Complaints aside, this is an improved version of a game that was already promising. Observer tells the story of Dan Lazarski, an augmented detective that can jump into the minds of suspects via microchip implants. After a bizarre call from his estranged son, Dan makes his way to his son’s apartment complex. Shortly after entering the building, it goes on lockdown, leaving him no choice but to search for answers.
As you explore the complex, you can ring doorbells and speak to the tenants, get to know the landlord, and open up a variety of side cases. Outside of some intentionally locked doors, you’re given access to most of the building early on, allowing for a good chunk of non-linear detective work.

This is where the game is at its best. System Redux adds 3 side cases, and those, plus the originals are all worth pursuing. Each story features some new cyberpunk future dystopian nightmare, from body snatching, to black market organ donors, and creepy sex robots. Each side case adds a new wrinkle to Observer’s grimey underworld, building around lore that makes it feel like a real lived-in environment.

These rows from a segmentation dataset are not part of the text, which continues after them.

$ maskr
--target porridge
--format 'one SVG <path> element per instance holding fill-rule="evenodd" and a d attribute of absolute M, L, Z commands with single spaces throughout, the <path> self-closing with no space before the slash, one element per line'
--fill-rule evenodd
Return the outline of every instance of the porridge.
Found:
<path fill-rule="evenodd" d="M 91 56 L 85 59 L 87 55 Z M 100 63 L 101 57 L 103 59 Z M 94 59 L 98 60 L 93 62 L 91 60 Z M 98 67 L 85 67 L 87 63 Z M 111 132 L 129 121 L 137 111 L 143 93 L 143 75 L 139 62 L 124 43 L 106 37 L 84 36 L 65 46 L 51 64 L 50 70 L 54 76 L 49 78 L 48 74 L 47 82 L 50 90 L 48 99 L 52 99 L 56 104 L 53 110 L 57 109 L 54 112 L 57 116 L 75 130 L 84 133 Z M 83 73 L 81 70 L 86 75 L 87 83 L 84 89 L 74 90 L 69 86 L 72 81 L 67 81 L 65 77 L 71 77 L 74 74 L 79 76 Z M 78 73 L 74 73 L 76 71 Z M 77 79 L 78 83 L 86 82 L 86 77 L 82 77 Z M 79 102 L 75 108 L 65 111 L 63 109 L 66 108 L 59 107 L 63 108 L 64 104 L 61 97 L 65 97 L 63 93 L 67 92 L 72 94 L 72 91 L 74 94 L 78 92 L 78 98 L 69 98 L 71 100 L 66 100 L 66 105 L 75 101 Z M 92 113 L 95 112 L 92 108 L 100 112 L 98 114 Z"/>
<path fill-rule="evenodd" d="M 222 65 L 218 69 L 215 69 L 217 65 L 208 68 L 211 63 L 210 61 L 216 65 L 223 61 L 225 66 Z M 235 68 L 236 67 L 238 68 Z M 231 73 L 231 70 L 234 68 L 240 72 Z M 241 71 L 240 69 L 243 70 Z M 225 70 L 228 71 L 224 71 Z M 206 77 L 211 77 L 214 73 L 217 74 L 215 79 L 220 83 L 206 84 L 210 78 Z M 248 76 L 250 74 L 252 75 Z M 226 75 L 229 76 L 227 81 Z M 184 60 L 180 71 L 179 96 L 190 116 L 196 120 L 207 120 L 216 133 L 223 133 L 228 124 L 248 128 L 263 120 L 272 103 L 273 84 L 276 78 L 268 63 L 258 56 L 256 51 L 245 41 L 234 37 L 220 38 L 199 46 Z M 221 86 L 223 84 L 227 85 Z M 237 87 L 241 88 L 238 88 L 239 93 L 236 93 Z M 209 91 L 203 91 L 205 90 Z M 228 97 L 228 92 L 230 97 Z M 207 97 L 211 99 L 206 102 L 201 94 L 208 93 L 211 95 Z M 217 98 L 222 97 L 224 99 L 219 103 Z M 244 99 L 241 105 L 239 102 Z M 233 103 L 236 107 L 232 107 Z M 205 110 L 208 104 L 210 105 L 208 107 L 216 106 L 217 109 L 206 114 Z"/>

Dan is voiced by the late Rutger Hauer. While his performance as a sort of gravelly, tired detective feels phoned in at first, I grew to love it in the end. Dan is an endearing, mumbling old dad, cracking lame jokes under his breath to the tenants he’s interrogating, and genuinely trying his best to help people in a shitty situation. It lends credence and a little needed warmth to a world that’s almost entirely dark.
This bit of humanity, alongside the non-linear investigation and world-building side cases, made this far and away my favorite of developer Bloober Team’s horror games. Layers of Fear (and in fact many similar horror games) tended to get lost in the spectacle of trying to scare the player. But it’s the immersion in the world and the series of small stories that will stick with me here.

In fact, my biggest qualm with the updated version of Observer, now that many other issues are fixed, is that the back third of the game just isn’t as strong as the rest of it. As the lines between what is real and what is imagined become blurred for Dan, the story begins to drift down a linear path of surreal visual noise. It has direct visual references to Layers of Fear, and it starts to feel as slight and forgettable as many of the sequences from that game.
To illustrate my point, while I could tell you a story about all the different cases in the early sections of the game, when I replayed the ending sequence to see the alternate ending, it felt like I was doing some of it for the first time. I literally played this section of the game 20 minutes prior and I’d already forgotten what it looked like.
Perhaps it’s for the best that the weak sections of the game are forgettable and the detective work in the first two-thirds is what I will take away with me. Observer is a game worth playing, and even if the ending falters a bit, I wholeheartedly recommend it to anyone who thinks the idea of cyberpunk horror sounds cool.
Now that most of the frustrating edges are sanded off (outside of one drawn out stealth sequence early on and a couple quick trial-and-error moments later on) and this remake standing as one of the few fully next-gen games at PS5 and Xbox Series X launch, if you have the means, there is no better time to give this game a shot. I was so glad I did, and happy I waited to play this version of the game.